Notice & Posting Requirements
Within three (3) days after the San Francisco Office of Labor Standards Enforcement published and made available the PHELO notice, employers must post the notice in one of the following manners:
- A conspicuous place at the workplace,
- Via electronic communication, and/or
- In a conspicuous s place in the employer’s web-based or app-based platform.
The PHELO notice must be posted in English, Spanish, Chinese and any language spoken by at least 5% of the employees, who are, or were prior to the public health emergency were, at the workplace or job site.
The notice (in multiple languages) is available here.
Wage Statement Requirements
To the extent feasible, employers must provide covered employees with notice of their available PHELO leave on their wage statements. If an employer provides unlimited PTO, the employer can satisfy the wage statement requirement by indicating on employees’ wage statements “unlimited.”
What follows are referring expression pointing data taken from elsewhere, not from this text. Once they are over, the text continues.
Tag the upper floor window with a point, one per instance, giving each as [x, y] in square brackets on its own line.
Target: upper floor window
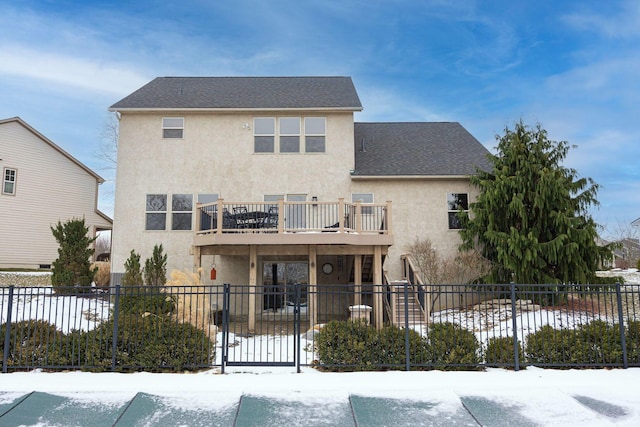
[181, 208]
[365, 198]
[286, 136]
[314, 134]
[172, 127]
[289, 134]
[9, 181]
[456, 202]
[264, 132]
[156, 212]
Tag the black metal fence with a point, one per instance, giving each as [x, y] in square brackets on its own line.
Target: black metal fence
[341, 327]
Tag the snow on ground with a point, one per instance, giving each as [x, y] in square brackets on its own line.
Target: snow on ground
[546, 396]
[66, 312]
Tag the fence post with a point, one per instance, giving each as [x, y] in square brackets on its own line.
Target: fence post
[407, 355]
[514, 323]
[7, 332]
[623, 340]
[226, 293]
[116, 315]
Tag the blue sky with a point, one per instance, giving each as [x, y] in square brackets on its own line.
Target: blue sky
[573, 66]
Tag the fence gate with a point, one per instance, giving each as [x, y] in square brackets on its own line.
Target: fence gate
[272, 336]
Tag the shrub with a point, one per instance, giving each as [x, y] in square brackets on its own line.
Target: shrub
[391, 348]
[72, 270]
[601, 343]
[346, 345]
[149, 342]
[451, 347]
[499, 352]
[146, 299]
[354, 345]
[132, 270]
[594, 343]
[632, 338]
[35, 343]
[193, 306]
[550, 346]
[155, 268]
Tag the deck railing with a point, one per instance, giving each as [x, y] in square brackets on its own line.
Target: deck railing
[293, 217]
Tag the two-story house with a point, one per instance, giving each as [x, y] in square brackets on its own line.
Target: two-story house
[41, 185]
[270, 180]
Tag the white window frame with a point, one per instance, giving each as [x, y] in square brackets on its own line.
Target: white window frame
[451, 211]
[156, 211]
[169, 128]
[181, 213]
[283, 134]
[257, 134]
[308, 134]
[9, 176]
[364, 200]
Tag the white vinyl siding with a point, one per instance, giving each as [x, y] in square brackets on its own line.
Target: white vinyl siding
[50, 187]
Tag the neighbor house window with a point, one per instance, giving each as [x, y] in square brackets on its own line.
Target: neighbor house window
[363, 198]
[314, 134]
[456, 202]
[289, 134]
[264, 134]
[156, 212]
[181, 210]
[172, 127]
[9, 181]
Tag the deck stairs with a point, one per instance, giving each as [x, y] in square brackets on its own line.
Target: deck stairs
[398, 303]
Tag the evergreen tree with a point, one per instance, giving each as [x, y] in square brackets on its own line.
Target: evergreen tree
[132, 270]
[530, 218]
[72, 270]
[155, 268]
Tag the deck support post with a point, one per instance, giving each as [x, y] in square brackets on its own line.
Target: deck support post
[357, 280]
[253, 286]
[378, 289]
[312, 295]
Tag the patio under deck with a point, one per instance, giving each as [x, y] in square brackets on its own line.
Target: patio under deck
[305, 229]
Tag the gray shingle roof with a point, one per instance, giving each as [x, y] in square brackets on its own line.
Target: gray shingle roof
[388, 149]
[244, 93]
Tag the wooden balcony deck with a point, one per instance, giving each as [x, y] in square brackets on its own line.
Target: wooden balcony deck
[290, 223]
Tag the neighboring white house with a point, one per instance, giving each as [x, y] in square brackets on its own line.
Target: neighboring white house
[270, 180]
[41, 185]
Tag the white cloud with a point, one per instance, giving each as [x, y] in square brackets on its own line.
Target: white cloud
[78, 72]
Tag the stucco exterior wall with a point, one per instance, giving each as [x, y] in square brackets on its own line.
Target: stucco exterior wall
[49, 188]
[215, 156]
[419, 211]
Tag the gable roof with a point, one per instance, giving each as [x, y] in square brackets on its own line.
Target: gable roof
[235, 93]
[417, 149]
[54, 146]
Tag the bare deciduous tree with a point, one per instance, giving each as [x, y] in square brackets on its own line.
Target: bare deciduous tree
[108, 147]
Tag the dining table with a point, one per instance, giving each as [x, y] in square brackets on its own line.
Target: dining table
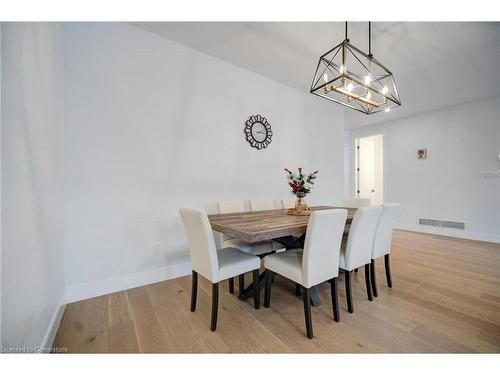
[277, 225]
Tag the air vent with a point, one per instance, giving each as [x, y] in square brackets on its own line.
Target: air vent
[442, 223]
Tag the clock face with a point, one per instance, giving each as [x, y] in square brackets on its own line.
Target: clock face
[258, 132]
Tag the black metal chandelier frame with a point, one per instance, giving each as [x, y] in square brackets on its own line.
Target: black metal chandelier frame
[375, 84]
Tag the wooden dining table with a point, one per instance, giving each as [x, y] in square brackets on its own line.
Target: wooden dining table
[265, 225]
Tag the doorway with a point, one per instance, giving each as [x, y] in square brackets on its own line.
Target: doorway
[369, 168]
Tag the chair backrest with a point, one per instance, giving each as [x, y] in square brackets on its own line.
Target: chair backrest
[229, 207]
[261, 204]
[383, 233]
[288, 203]
[201, 243]
[357, 202]
[361, 234]
[320, 260]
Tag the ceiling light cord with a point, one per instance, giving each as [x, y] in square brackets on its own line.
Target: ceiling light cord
[370, 39]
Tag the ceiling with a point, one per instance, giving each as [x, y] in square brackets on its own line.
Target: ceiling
[435, 64]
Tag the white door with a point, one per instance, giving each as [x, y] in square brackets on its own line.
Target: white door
[366, 171]
[370, 169]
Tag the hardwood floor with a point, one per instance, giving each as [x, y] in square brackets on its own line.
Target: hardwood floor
[445, 298]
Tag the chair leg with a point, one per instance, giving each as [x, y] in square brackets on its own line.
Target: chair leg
[348, 292]
[373, 278]
[335, 299]
[241, 283]
[194, 290]
[267, 294]
[306, 297]
[215, 306]
[256, 293]
[298, 287]
[368, 282]
[388, 270]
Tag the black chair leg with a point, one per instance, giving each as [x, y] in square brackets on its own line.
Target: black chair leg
[306, 297]
[335, 299]
[256, 293]
[194, 290]
[241, 283]
[373, 278]
[388, 270]
[368, 282]
[267, 294]
[298, 287]
[215, 306]
[348, 292]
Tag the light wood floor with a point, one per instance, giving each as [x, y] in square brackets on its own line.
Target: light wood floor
[445, 298]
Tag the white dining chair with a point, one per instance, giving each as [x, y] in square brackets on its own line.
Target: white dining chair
[382, 243]
[257, 248]
[316, 263]
[214, 265]
[287, 203]
[356, 251]
[356, 202]
[261, 204]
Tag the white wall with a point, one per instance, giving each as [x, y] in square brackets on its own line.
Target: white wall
[153, 126]
[461, 141]
[31, 144]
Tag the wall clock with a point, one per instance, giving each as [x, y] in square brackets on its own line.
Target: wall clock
[258, 132]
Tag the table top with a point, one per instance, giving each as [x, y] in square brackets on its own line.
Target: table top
[266, 225]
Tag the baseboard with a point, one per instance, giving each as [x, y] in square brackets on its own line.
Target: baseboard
[486, 237]
[48, 338]
[78, 292]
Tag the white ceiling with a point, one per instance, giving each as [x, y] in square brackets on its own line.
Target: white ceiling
[435, 64]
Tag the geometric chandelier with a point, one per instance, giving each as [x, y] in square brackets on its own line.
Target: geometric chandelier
[350, 77]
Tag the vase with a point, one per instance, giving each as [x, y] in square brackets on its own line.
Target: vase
[301, 207]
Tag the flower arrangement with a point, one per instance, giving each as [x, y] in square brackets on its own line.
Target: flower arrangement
[301, 185]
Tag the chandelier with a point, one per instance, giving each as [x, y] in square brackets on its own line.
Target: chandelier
[350, 77]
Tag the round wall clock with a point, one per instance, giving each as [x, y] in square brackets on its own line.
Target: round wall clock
[258, 132]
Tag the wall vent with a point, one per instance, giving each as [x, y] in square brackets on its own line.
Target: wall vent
[442, 223]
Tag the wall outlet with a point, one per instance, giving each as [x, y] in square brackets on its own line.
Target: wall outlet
[155, 248]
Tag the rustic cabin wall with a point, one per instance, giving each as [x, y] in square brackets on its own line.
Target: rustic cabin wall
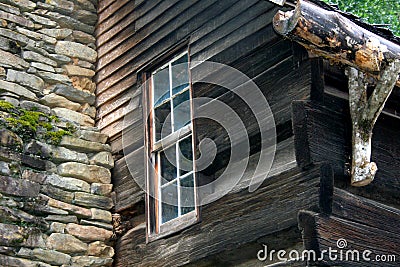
[133, 35]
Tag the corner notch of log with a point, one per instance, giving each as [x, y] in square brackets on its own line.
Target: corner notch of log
[332, 36]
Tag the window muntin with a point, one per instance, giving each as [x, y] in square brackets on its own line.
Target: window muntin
[172, 144]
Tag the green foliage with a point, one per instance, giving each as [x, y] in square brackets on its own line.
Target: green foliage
[31, 124]
[5, 106]
[55, 137]
[373, 11]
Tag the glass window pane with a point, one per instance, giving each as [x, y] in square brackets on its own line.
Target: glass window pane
[181, 110]
[180, 74]
[187, 194]
[161, 85]
[168, 165]
[169, 206]
[185, 155]
[162, 120]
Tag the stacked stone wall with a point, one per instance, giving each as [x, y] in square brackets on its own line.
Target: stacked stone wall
[55, 180]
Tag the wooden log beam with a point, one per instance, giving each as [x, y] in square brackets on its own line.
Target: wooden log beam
[346, 230]
[364, 112]
[330, 35]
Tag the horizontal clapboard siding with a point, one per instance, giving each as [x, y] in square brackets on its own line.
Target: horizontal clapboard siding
[132, 34]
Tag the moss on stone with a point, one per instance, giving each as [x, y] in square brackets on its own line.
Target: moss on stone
[32, 124]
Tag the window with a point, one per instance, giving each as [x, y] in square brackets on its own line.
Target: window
[172, 202]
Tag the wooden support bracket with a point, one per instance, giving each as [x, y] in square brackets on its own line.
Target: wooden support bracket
[364, 112]
[368, 57]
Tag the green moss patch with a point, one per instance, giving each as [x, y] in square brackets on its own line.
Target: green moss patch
[31, 124]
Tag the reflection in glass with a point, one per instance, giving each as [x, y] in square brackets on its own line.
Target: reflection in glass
[161, 122]
[161, 85]
[168, 165]
[169, 194]
[180, 74]
[185, 156]
[181, 110]
[187, 194]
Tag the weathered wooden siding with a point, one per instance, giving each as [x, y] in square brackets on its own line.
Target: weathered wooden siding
[237, 33]
[133, 34]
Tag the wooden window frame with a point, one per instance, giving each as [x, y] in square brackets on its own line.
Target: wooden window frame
[155, 229]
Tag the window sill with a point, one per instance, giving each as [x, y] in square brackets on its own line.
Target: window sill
[174, 226]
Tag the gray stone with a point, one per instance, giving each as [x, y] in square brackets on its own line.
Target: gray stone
[104, 159]
[83, 145]
[29, 105]
[73, 116]
[62, 218]
[17, 89]
[37, 177]
[100, 249]
[78, 71]
[54, 78]
[51, 256]
[92, 136]
[38, 47]
[10, 234]
[18, 262]
[90, 200]
[57, 193]
[91, 261]
[55, 153]
[84, 38]
[24, 5]
[17, 19]
[18, 187]
[63, 6]
[88, 173]
[41, 20]
[78, 50]
[71, 23]
[60, 58]
[31, 70]
[101, 189]
[4, 169]
[3, 73]
[12, 100]
[59, 34]
[88, 110]
[67, 183]
[60, 71]
[9, 9]
[9, 60]
[86, 5]
[66, 243]
[26, 79]
[85, 16]
[21, 39]
[56, 227]
[53, 100]
[88, 233]
[83, 83]
[74, 95]
[36, 35]
[85, 64]
[41, 66]
[106, 226]
[101, 215]
[76, 210]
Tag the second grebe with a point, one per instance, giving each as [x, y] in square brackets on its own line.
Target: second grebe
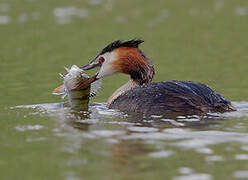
[140, 95]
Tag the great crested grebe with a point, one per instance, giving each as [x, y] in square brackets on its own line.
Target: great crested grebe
[141, 95]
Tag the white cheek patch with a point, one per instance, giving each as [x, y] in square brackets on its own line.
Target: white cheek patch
[107, 68]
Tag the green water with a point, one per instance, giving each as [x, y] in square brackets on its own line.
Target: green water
[203, 41]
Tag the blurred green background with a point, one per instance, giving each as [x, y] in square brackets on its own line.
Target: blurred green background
[202, 41]
[198, 40]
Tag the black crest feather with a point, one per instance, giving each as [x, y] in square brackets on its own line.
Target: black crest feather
[116, 44]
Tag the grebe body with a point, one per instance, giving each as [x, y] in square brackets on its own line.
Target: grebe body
[162, 98]
[140, 95]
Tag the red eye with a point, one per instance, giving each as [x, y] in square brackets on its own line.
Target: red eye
[101, 60]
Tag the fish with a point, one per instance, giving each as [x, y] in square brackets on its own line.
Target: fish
[78, 98]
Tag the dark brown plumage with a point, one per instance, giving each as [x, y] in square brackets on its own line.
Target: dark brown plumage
[179, 97]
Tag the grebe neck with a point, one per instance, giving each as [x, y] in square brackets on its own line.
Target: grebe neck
[129, 85]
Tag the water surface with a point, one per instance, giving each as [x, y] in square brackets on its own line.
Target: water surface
[204, 41]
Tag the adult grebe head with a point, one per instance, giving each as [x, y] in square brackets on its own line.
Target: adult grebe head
[122, 57]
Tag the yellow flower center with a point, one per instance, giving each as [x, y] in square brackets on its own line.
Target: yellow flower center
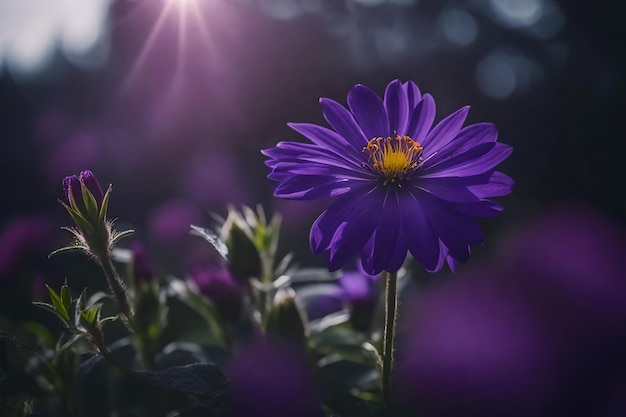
[393, 157]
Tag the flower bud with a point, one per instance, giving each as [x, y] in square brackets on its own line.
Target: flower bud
[142, 267]
[217, 284]
[243, 255]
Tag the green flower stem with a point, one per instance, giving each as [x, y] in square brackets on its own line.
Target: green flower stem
[117, 287]
[391, 313]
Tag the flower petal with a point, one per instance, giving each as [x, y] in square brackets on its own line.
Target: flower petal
[311, 187]
[455, 230]
[345, 227]
[449, 189]
[467, 138]
[422, 243]
[386, 249]
[397, 107]
[422, 118]
[474, 161]
[369, 112]
[412, 93]
[327, 139]
[483, 208]
[444, 131]
[342, 121]
[499, 184]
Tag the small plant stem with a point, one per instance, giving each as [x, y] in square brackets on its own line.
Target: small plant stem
[117, 287]
[391, 301]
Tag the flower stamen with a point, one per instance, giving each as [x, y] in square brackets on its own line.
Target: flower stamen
[393, 157]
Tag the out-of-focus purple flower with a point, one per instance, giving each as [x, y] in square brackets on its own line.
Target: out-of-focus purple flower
[83, 148]
[540, 334]
[214, 179]
[358, 290]
[475, 349]
[403, 184]
[143, 270]
[217, 284]
[169, 223]
[574, 256]
[24, 242]
[271, 381]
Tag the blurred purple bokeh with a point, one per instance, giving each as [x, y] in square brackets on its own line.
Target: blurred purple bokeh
[538, 332]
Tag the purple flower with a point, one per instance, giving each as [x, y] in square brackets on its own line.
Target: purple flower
[403, 185]
[271, 381]
[72, 186]
[359, 294]
[475, 348]
[24, 243]
[217, 284]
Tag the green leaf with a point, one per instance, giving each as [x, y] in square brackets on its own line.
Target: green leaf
[201, 379]
[105, 205]
[58, 304]
[80, 306]
[213, 239]
[74, 248]
[66, 298]
[117, 236]
[91, 314]
[75, 338]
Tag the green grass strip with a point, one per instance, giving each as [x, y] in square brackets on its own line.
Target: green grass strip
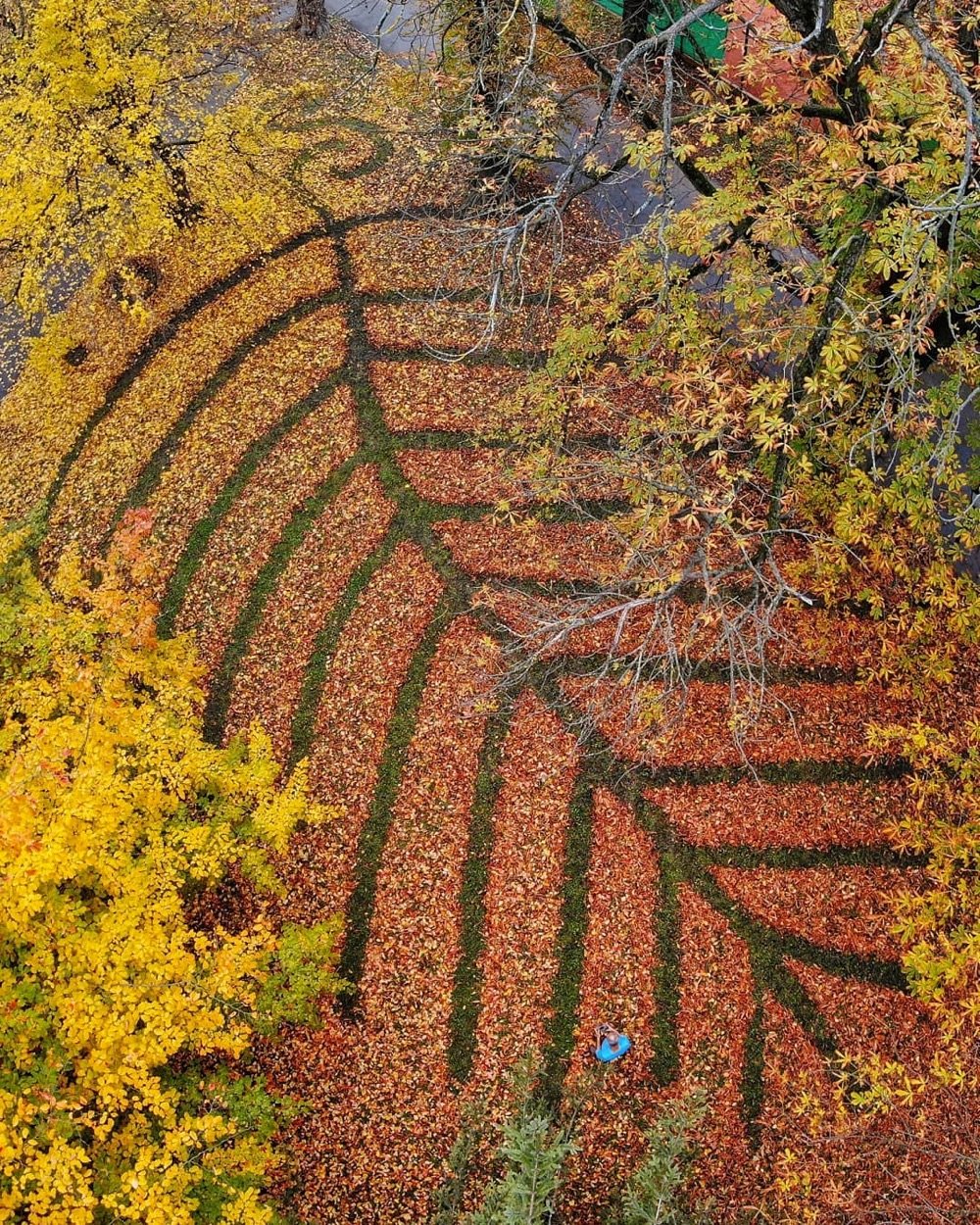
[162, 336]
[304, 720]
[753, 1084]
[375, 831]
[666, 937]
[468, 981]
[794, 858]
[194, 552]
[571, 944]
[216, 711]
[160, 461]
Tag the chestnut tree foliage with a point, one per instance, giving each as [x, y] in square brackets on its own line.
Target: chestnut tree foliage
[789, 354]
[123, 1029]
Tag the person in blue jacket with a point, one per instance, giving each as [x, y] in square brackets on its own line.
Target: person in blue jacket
[611, 1044]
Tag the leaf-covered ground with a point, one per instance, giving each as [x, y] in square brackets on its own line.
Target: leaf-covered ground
[324, 517]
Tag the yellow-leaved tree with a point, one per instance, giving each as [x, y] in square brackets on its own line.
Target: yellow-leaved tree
[121, 122]
[125, 1029]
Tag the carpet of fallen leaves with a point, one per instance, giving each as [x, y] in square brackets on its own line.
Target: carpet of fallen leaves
[321, 483]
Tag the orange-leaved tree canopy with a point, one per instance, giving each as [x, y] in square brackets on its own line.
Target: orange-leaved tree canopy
[125, 1029]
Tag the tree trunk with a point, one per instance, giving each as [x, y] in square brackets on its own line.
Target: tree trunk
[636, 15]
[312, 19]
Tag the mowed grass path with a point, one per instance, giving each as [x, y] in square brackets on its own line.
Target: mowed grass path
[324, 515]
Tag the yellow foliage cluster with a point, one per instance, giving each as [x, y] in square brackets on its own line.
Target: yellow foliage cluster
[121, 122]
[114, 1010]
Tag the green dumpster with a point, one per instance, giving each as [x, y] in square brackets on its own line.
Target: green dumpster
[702, 40]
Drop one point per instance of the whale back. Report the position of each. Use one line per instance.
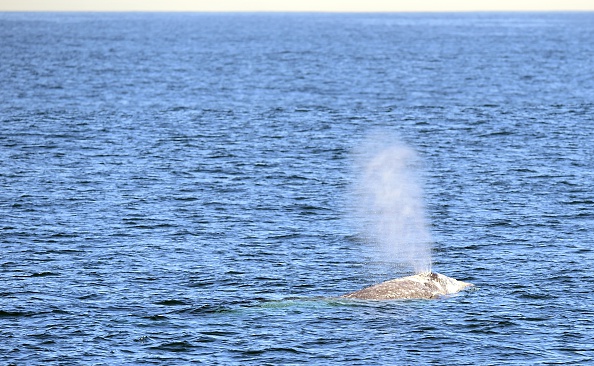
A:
(427, 285)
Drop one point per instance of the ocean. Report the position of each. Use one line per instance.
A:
(177, 188)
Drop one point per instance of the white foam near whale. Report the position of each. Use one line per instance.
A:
(427, 285)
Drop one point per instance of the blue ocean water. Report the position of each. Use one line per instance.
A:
(175, 188)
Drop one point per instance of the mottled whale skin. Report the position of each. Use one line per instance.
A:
(427, 285)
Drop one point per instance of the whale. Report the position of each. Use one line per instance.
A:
(426, 285)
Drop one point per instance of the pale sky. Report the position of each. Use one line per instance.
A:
(297, 5)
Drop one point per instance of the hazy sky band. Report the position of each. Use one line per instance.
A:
(301, 5)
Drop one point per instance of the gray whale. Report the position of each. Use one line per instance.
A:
(427, 285)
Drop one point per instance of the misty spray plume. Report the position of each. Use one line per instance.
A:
(389, 201)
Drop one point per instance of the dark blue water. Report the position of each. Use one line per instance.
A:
(174, 188)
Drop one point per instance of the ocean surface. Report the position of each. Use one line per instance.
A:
(177, 188)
Recording Retention Requirement
Covered employers must retain PHELO records—documentation of work schedules, hours worked and PHELO leave taken by employees—for at least 4 years even if the employee stops working in San Francisco and even if there is a separation of employment. Additionally, for exempt employees, employers only must maintain records of work schedules and days worked but not actual hours worked.
No Tax Credits
Unlike with FFCRA leaves, covered employers will receive no tax credits for providing PHELO leave.
Per the PHELO, employers are prohibited from doing the following:
- Requiring, as a condition of use of PHELO, that an employee search for or find a replacement worker to cover the hours during the employee’s PHELO leave;
- Interfering with, restraining, or denial of an employee’s exercise of or attempt to exercise PHELO leave rights;
- Discharging, threatening to discharge, demoting, suspending, reducing an employee’s benefits, or in any manner discriminating or taking adverse action against an employee in retaliation for exercising PHELO leave rights;
- Implementing a policy that counts an employee’s use of PHELO leave as absence that may lead to or result in discipline, discharge, demotion, suspension, or any other adverse action.